There have been no changes to our significant accounting policies that have had a material impact on our condensed consolidated financial statements and related notes, compared to those policies disclosed in our Annual Report on Form 10-K for the fiscal year ended December 31, 2014. Therefore, notes to the condensed consolidated financial statements that would substantially duplicate the disclosures contained in our most recent audited consolidated financial statements have been omitted.

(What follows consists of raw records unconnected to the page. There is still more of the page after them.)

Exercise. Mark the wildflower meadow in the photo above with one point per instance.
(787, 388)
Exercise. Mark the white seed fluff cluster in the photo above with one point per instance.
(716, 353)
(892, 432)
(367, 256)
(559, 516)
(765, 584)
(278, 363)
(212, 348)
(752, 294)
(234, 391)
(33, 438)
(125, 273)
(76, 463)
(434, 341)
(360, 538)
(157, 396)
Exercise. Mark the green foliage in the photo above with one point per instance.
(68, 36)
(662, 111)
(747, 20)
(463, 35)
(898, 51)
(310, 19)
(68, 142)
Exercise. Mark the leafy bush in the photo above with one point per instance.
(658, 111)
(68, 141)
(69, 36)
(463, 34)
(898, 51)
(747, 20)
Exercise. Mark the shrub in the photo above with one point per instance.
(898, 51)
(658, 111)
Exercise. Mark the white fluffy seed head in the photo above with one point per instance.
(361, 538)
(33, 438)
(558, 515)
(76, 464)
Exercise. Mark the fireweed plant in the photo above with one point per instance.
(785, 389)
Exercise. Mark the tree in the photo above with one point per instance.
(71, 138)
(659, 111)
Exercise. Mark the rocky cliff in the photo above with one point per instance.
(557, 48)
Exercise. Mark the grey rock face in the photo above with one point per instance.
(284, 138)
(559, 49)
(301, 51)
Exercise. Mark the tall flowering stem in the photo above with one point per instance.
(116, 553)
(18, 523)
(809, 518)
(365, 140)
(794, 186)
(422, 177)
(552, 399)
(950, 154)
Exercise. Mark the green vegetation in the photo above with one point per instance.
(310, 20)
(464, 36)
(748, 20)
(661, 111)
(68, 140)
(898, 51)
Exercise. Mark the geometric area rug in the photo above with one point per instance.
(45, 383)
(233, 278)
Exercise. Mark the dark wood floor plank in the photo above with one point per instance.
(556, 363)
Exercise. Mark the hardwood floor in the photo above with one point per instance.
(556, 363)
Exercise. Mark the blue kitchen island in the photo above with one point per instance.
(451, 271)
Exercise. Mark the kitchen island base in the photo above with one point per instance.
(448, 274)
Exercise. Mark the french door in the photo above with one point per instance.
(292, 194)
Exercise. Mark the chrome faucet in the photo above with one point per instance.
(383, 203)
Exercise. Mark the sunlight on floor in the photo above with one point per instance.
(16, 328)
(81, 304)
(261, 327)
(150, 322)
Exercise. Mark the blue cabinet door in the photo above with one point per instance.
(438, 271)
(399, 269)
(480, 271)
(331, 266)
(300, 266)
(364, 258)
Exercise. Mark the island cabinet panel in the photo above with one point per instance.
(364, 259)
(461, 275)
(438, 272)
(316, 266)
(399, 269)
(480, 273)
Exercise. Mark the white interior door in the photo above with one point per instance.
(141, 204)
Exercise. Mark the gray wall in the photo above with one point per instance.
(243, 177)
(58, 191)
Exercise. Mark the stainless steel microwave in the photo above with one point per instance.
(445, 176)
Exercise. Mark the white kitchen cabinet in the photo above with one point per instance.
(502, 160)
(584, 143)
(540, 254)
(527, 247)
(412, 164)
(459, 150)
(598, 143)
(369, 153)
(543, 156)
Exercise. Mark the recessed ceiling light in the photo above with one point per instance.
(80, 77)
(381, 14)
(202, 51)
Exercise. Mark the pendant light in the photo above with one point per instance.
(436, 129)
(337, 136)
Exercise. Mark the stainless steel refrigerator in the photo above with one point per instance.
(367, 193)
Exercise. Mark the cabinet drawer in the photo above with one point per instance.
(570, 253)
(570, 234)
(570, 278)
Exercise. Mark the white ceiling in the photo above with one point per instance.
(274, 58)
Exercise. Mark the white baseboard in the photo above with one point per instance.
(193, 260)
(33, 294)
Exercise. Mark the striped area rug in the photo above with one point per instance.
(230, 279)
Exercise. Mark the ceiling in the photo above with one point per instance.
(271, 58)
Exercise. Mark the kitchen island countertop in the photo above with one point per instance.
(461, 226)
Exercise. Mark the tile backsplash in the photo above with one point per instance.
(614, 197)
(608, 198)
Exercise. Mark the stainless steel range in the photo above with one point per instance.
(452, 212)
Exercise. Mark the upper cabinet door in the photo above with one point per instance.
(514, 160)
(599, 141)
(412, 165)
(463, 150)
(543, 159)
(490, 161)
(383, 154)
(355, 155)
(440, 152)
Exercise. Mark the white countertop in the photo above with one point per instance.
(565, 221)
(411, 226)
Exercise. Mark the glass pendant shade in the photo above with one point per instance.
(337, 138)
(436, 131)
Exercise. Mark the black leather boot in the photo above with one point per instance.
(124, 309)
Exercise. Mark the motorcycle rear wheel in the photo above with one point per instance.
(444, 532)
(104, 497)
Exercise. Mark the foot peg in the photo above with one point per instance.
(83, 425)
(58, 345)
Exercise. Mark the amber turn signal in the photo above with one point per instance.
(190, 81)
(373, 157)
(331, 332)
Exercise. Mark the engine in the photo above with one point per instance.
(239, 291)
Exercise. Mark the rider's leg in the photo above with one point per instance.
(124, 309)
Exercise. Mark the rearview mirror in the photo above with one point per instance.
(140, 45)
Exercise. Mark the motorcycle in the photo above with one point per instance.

Recent Accounting Pronouncements

 

Recent Accounting Pronouncements

 

In April 2014, the Financial Accounting Standards Board (“FASB”) issued Accounting Standards Update (“ASU”) No. 2014-08, Presentation of Financial Statements, Reporting Discontinued Operations and Disclosure of Disposals of Components of an Entity, which changes the criteria for reporting discontinued operations. Under the new guidance, only disposals representing a strategic shift in operations such as a major line of business, major geographic area or a major equity method investment, should be presented as discontinued operations. In addition the new guidance requires expanded disclosures about discontinued operations that will provide more information about the assets, liabilities, income and expenses of discontinued operations. The guidance is effective for all disposals of components (or classifications as held for sale) that occur within annual periods beginning on or after December 15, 2014. The Company’s adoption of this guidance did not have a material impact on our financial statements.

 

In May 2014, the FASB issued ASU No. 2014-09, Revenue from Contracts with Customers (Topic 606), which provides guidance on revenue recognition and supersedes the revenue recognition requirements in Topic 605, Revenue Recognition, most industry-specific guidance and some cost guidance included in Subtopic 605-35, “Revenue Recognition—Construction-Type and Production-Type Contracts.” The standard’s core principle is that a company will recognize revenue when it transfers promised goods or services to customers in an amount that reflects the consideration to which the company expects to be entitled in exchange for those goods or services. In doing so, companies will need to use more judgment and make more estimates than under current guidance. These judgments may include identifying performance obligations in the contract, estimating the amount of variable consideration to include in the transaction price and allocating the transaction price to each separate performance obligation. The guidance will be effective for the Company for annual reporting periods beginning after December 15, 2017, and for interim periods within those annual periods. At that time, the Company may adopt the full retrospective approach or the modified retrospective approach. Early adoption is not permitted. The Company is currently evaluating the method of adoption of this guidance and does not anticipate that the adoption of this guidance will have a material impact on the Company’s financial statements.